Dejó de hablar en el mismo momento en que Lady Potts, sofocada de placer por el éxito obtenido, entraba como una nave poderosa, pero mala marinera, por la puerta de la terraza. Detrás entró Polly, también sofocada, pero no por el éxito.

¿Lo arreglaron ustedes todo? —preguntó Hedley.

—Polly es un encanto y me va a ayudar en todo —respondió Lady Potts, colocando su mano gordezuela sobre el hombro de Polly—. Me va a dar las cosas de comer del cocktail y hielo. ¿Y no dijo usted que también la ensalada? Pero déjelo ahora. Mañana hablaremos de la ensalada. Realmente no sé qué iba a ser de mí sin mis amigos. Por ejemplo, Ronald. Yo no sé conducir y no sé qué sería de mí y cómo podría ir de un lado a otro si no fuera por Ronald y su estupendo coche. Y ahora, de veras que nos tenemos que ir. Ya hemos dado bastante la lata; pero es que son ustedes dos sencillamente encantadores. Mañana por la mañana temprano la llamaré a usted por teléfono. ¡Adiós, adiós, adiós!

Peabody acompañó a los dos invitados hasta el «estupendo» coche, que resultó ser un Austin Bebé de antes de la guerra. Lady Potts se acomodó con gran dificultad en uno de los asientos. Peabody regresó y se encontró con Polly echada en el sofá y con las manos sobre los ojos.

—No me pasa nada —dijo—. Es ese diablo de vieja. No sé si reír o llorar.

Decidió reír, y se sentó.

—¡La ensalada! —siguió diciendo—. Correrá de nuestra cuenta la servidumbre, carbón de encina para asar los filetes, cuchillos y tenedores y vasos. No sé realmente si el picnic lo va a dar ella o nosotros.

—¿Por qué lo has consentido?

—No lo he podido remediar. No hay quien resista a esa mujer. Y, después de todo, será divertido. Conoceremos a toda la gente de un golpe.

—¿Cuándo es este picnic?

—Pasado mañana. ¿Qué te ha parecido Ronald Hedley?

—No está mal. Algunas veces se conduce un poco raro, como si le hubiera quedado una psicosis de guerra.

—¡Psicosis de guerra! ¿Cómo puedes decir esas cosas? Es sencillamente encantador. Creo que es uno de los hombres más guapos que he conocido en mi vida.

—No está mal, para sus años.

—Es por lo menos diez años más joven que tú. Nunca sabes la edad que tiene la gente. ¿De qué habéis estado hablando?

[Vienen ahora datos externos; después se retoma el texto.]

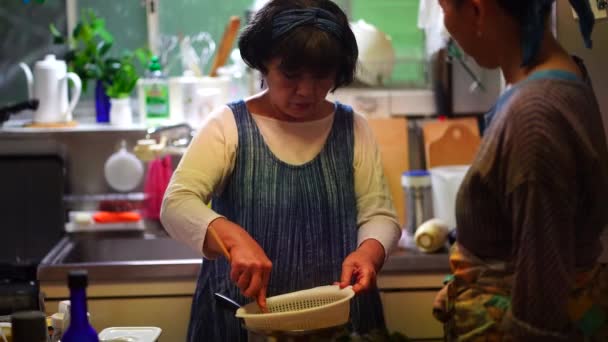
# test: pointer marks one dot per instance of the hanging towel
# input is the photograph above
(157, 180)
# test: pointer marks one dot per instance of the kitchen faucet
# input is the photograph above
(172, 140)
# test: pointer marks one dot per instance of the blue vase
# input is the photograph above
(102, 103)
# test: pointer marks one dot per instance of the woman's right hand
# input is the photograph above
(249, 266)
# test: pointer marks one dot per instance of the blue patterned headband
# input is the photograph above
(318, 17)
(533, 26)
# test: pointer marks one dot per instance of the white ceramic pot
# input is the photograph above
(121, 113)
(376, 54)
(49, 84)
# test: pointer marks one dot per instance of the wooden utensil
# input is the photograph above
(225, 45)
(451, 142)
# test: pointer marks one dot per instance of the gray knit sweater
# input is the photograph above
(536, 195)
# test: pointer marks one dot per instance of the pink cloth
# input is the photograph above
(157, 180)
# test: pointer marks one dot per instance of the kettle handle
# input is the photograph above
(30, 80)
(76, 95)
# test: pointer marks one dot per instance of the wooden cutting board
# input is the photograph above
(391, 135)
(450, 142)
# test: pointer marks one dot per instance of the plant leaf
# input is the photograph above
(103, 47)
(57, 36)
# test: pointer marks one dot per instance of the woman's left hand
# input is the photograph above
(362, 265)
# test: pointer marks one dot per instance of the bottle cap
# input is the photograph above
(29, 326)
(77, 279)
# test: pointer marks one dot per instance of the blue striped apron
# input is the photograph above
(303, 216)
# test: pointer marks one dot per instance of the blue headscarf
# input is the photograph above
(318, 17)
(533, 25)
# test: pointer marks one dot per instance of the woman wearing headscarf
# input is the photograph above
(532, 207)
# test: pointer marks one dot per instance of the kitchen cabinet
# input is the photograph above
(164, 304)
(408, 304)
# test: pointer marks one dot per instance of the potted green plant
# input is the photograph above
(120, 78)
(89, 43)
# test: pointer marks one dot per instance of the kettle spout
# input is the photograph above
(30, 80)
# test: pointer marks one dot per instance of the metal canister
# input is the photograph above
(418, 198)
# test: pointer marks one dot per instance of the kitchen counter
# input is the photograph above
(153, 255)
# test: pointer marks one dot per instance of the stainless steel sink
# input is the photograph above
(116, 250)
(120, 259)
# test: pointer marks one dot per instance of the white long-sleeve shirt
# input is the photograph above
(210, 159)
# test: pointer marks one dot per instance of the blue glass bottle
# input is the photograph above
(79, 330)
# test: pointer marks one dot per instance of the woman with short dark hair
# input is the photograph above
(295, 181)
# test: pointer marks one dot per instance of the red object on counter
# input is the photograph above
(116, 217)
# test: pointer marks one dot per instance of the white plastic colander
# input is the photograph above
(317, 308)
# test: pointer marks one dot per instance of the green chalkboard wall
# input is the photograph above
(126, 20)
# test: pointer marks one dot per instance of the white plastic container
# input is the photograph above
(139, 334)
(121, 114)
(317, 308)
(446, 181)
(182, 96)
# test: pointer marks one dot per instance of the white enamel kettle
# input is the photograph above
(49, 85)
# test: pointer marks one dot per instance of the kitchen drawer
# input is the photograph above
(411, 313)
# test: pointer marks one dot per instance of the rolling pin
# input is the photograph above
(225, 45)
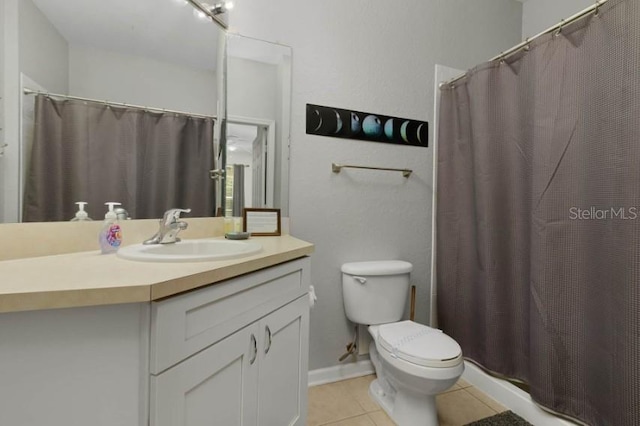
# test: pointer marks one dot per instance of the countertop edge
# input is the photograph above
(20, 301)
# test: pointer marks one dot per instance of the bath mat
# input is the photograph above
(508, 418)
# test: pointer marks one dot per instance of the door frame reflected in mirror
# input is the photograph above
(270, 132)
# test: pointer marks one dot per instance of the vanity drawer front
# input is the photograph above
(185, 324)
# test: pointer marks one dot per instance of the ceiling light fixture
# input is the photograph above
(219, 8)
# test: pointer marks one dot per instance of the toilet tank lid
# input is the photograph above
(380, 267)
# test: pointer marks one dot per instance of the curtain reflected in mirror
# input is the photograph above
(154, 56)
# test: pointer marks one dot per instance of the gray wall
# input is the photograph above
(251, 88)
(538, 15)
(377, 57)
(44, 53)
(118, 77)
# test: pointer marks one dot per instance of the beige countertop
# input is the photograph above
(90, 278)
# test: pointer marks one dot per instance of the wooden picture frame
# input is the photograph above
(262, 222)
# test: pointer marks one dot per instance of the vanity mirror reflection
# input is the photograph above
(70, 67)
(257, 127)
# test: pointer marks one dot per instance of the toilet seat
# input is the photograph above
(418, 344)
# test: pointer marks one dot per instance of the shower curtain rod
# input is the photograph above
(28, 91)
(525, 44)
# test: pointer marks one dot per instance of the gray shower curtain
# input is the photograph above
(538, 217)
(88, 151)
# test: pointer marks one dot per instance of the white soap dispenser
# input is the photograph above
(110, 236)
(81, 214)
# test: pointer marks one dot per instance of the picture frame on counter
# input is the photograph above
(262, 222)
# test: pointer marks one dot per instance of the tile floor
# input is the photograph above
(347, 403)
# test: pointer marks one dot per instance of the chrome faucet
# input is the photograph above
(170, 225)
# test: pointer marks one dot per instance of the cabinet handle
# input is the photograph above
(268, 330)
(255, 349)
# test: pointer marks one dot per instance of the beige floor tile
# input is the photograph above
(463, 383)
(331, 403)
(459, 408)
(363, 420)
(359, 389)
(452, 388)
(380, 418)
(492, 403)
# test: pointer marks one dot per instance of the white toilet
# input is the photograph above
(413, 362)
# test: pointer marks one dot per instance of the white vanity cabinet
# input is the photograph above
(235, 353)
(231, 353)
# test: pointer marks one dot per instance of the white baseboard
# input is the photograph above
(510, 396)
(340, 372)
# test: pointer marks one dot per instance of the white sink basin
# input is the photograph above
(190, 251)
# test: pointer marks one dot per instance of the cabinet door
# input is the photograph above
(214, 387)
(284, 349)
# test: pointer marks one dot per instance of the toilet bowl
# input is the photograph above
(411, 370)
(413, 362)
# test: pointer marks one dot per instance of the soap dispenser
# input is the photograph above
(110, 236)
(81, 214)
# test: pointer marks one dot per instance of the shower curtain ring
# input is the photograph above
(559, 30)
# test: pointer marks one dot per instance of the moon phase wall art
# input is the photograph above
(342, 123)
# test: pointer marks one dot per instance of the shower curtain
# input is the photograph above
(89, 151)
(538, 217)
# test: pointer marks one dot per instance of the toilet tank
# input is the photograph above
(375, 292)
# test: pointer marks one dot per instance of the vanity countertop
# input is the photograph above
(90, 278)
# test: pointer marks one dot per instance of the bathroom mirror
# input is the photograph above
(160, 57)
(258, 125)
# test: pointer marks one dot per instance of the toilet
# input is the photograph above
(413, 362)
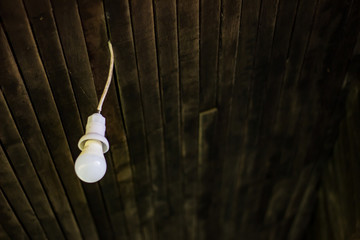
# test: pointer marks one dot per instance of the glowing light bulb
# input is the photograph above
(90, 166)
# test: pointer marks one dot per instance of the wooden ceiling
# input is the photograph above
(220, 115)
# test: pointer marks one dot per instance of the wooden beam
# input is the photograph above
(145, 48)
(188, 40)
(206, 169)
(9, 220)
(121, 32)
(14, 193)
(209, 46)
(12, 87)
(168, 69)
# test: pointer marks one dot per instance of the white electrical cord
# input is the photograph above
(108, 81)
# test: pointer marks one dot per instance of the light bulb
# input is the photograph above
(90, 166)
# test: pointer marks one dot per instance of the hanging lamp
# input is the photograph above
(90, 166)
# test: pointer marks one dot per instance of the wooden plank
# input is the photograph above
(308, 94)
(206, 168)
(42, 20)
(145, 47)
(297, 49)
(209, 46)
(9, 220)
(3, 234)
(284, 24)
(94, 26)
(121, 33)
(237, 152)
(25, 50)
(74, 47)
(72, 40)
(228, 46)
(14, 193)
(168, 67)
(188, 40)
(14, 145)
(263, 50)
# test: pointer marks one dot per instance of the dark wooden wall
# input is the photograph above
(221, 115)
(338, 211)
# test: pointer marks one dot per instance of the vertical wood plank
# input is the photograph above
(121, 33)
(188, 37)
(23, 167)
(3, 234)
(145, 48)
(9, 220)
(228, 46)
(24, 115)
(14, 193)
(237, 151)
(209, 46)
(168, 67)
(206, 168)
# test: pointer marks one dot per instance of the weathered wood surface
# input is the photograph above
(221, 118)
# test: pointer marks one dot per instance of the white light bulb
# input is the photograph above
(90, 166)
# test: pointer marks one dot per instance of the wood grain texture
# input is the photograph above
(3, 234)
(10, 221)
(206, 168)
(14, 193)
(188, 40)
(222, 118)
(209, 46)
(145, 48)
(168, 70)
(121, 32)
(13, 142)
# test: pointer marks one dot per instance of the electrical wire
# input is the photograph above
(108, 81)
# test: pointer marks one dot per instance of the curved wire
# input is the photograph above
(108, 81)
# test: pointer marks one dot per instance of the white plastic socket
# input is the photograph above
(95, 130)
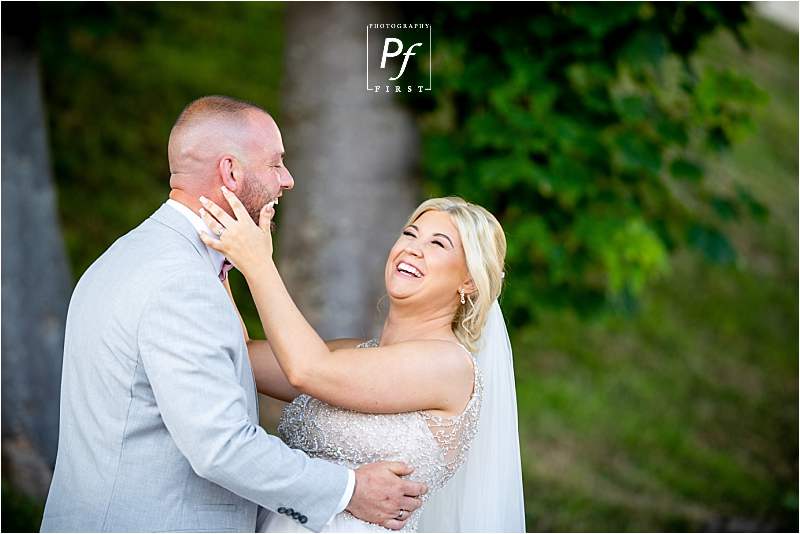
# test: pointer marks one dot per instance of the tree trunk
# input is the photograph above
(35, 278)
(354, 156)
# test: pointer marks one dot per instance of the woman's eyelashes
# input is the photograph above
(435, 242)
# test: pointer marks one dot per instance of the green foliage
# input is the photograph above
(585, 127)
(116, 76)
(20, 512)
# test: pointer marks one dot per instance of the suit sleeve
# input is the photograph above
(188, 337)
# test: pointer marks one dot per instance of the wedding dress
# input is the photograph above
(434, 446)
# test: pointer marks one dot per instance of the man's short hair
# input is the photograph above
(208, 107)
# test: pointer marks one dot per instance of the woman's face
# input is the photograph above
(427, 263)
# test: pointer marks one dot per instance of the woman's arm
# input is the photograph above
(415, 375)
(270, 379)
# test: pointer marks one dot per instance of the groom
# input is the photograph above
(159, 413)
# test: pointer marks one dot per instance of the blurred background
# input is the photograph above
(642, 158)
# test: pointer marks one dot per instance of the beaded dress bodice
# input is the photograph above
(434, 446)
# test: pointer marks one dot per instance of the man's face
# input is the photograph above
(265, 175)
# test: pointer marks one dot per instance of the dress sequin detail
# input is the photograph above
(434, 446)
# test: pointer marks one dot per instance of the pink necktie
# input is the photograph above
(226, 266)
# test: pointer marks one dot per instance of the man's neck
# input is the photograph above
(190, 201)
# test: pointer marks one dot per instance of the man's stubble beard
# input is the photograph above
(254, 196)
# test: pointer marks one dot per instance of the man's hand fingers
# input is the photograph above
(394, 524)
(414, 489)
(410, 504)
(399, 468)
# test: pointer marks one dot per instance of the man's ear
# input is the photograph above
(230, 172)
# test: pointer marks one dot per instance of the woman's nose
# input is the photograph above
(414, 251)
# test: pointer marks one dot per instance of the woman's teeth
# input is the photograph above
(409, 269)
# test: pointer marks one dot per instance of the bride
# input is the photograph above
(435, 391)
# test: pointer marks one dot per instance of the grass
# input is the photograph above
(683, 417)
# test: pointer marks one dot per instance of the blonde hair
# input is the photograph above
(484, 246)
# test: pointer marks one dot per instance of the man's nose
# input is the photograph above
(287, 182)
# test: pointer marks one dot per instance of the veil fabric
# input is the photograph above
(485, 494)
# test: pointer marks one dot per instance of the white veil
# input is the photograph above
(485, 494)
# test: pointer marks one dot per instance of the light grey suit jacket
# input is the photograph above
(159, 419)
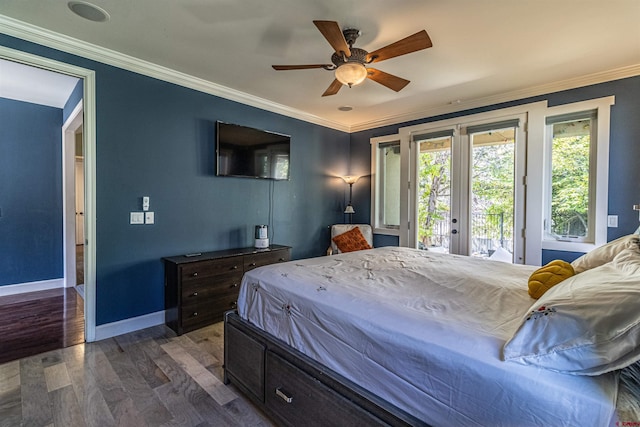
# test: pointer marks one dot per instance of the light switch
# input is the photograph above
(149, 218)
(136, 218)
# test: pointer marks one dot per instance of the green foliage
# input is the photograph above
(570, 185)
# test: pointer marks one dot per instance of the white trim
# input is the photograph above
(545, 89)
(32, 33)
(129, 325)
(375, 184)
(23, 288)
(603, 107)
(35, 34)
(69, 194)
(526, 254)
(89, 98)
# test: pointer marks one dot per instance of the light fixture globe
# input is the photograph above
(351, 73)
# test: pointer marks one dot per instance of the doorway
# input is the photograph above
(466, 189)
(85, 113)
(74, 207)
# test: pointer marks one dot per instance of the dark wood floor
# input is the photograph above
(146, 378)
(36, 322)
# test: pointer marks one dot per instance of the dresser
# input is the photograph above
(200, 288)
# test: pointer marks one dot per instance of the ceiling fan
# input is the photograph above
(350, 63)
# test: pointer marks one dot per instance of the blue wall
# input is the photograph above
(30, 192)
(624, 173)
(156, 139)
(74, 99)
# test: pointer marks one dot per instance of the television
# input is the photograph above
(243, 151)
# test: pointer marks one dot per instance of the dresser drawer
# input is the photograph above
(265, 258)
(207, 287)
(205, 312)
(203, 269)
(300, 399)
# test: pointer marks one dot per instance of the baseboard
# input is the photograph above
(23, 288)
(129, 325)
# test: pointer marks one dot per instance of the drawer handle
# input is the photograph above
(283, 395)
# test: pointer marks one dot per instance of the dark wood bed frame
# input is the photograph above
(294, 389)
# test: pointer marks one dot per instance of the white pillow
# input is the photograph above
(587, 325)
(604, 254)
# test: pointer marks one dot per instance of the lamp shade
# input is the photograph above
(351, 179)
(351, 73)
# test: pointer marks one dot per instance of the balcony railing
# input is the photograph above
(490, 232)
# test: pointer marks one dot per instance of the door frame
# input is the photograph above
(89, 118)
(69, 128)
(408, 207)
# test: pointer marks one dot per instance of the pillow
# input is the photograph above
(548, 276)
(588, 326)
(604, 254)
(351, 240)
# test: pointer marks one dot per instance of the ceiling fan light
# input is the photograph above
(351, 73)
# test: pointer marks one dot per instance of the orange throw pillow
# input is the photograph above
(351, 240)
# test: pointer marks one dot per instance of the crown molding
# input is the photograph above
(587, 80)
(32, 33)
(51, 39)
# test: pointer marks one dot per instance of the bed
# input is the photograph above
(408, 337)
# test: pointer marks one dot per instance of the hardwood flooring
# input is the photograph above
(146, 378)
(36, 322)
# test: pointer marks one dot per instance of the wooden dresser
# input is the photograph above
(200, 288)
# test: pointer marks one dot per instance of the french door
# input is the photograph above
(467, 191)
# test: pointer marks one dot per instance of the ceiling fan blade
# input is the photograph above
(299, 67)
(333, 88)
(389, 80)
(418, 41)
(332, 32)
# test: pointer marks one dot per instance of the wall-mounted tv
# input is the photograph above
(243, 151)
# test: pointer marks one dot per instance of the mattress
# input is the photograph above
(423, 331)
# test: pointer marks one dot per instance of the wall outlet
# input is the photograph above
(149, 218)
(136, 218)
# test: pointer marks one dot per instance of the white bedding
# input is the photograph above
(425, 332)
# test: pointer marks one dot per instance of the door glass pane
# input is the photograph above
(389, 172)
(492, 193)
(570, 178)
(434, 194)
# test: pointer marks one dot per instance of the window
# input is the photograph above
(572, 139)
(386, 164)
(576, 175)
(558, 190)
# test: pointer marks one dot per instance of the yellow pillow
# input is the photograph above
(548, 276)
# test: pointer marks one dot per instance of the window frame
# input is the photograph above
(598, 175)
(537, 168)
(376, 196)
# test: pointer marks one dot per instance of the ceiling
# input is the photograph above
(483, 51)
(34, 85)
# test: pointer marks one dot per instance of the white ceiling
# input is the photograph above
(35, 85)
(483, 51)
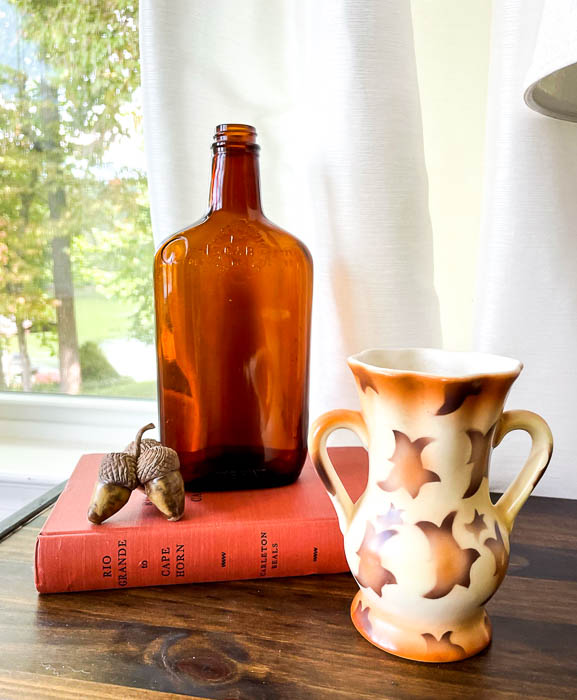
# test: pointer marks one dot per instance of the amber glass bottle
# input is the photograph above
(233, 298)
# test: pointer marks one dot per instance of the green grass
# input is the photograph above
(98, 318)
(125, 388)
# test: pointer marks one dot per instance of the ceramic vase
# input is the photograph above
(424, 542)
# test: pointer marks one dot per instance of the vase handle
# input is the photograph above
(318, 435)
(520, 489)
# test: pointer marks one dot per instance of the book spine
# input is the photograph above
(101, 560)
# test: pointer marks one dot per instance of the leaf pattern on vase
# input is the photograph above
(479, 458)
(456, 393)
(442, 646)
(372, 574)
(408, 471)
(452, 563)
(497, 546)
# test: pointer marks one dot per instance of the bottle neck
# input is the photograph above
(235, 181)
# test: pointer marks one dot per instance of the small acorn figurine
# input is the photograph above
(116, 481)
(158, 470)
(145, 463)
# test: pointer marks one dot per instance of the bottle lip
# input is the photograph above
(235, 136)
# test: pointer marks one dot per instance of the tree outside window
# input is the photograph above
(75, 240)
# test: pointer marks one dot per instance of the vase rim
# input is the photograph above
(435, 363)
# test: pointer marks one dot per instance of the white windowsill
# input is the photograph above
(43, 436)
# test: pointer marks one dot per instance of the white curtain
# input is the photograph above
(332, 89)
(527, 291)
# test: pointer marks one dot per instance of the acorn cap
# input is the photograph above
(118, 468)
(156, 462)
(138, 445)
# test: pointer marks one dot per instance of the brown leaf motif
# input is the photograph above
(442, 647)
(497, 546)
(452, 563)
(408, 471)
(456, 393)
(477, 525)
(362, 618)
(371, 572)
(365, 379)
(480, 448)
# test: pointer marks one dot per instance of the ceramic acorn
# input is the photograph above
(424, 541)
(143, 463)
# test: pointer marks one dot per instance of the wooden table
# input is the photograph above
(283, 638)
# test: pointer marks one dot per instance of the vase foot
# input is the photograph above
(458, 642)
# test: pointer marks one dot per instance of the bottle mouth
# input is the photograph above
(235, 136)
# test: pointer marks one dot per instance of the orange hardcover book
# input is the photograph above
(286, 531)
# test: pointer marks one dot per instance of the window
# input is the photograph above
(75, 239)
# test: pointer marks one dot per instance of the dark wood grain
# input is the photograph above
(283, 638)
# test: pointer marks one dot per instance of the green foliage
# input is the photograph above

—De pesca. Y de una mujer que se llama Cathy Livingstone.

—¡Ah! ¡De ésa!

—¿La conoces?

—Me han hablado de ella. Según me ha dicho, Lady Potts anda detrás de Hedley de la manera más descarada y repugnante.

—¿Te ha dicho si Hedley la encuentra... repugnante? —preguntó Peabody con una sonrisa intencionada.

—Mira, Arthur, a ver si no empiezas tú a interesarte por semejante mujer. Ya sabes que te das mala maña para tenorio. ¿Qué te ha dicho él de ella?

—¿Quién?

—Arthur, no seas pesado.

—¿El comandante de los ojos azules? Que canta muy bien.

—No me extraña. Creo que ha sido artista de varietés. El jueves conoceremos a esa hurí. Puede que quiera cantar. Pídeselo tú. Probablemente te hará caso.

Polly se levantó con una sonrisa y se dirigió hacia el espejo que había en una de las paredes de la habitación. Se apretó el cinturón de su traje blanco, ciñéndoselo a su cintura, aun esbelta, y se enderezó. Su aspecto era juvenil y beligerante. Peabody la observó con interés relativo. Santa Gilda comenzaba ya a dejar sentir su influencia sobre Polly. Era indudable que estaba rejuvenecida, pero desgraciadamente no más comprensiva ni cariñosa. Decidió no decirle nada todavía de su aventura en Cayo de Oro. En el estado de ánimo, inducido en ella por la combinación Potts-Hedley, no escucharía de sus labios comentario agradable alguno.

—Puede que se lo pida —dijo.

—Que le pidas ¿el qué? —dijo Polly, abandonando sus pensamientos.

—Que le pida a Cathy Livingstone que cante. ¿Es soltera o casada?

—Pídeselo, desde luego. Te das muy buena maña para domesticar sirenas.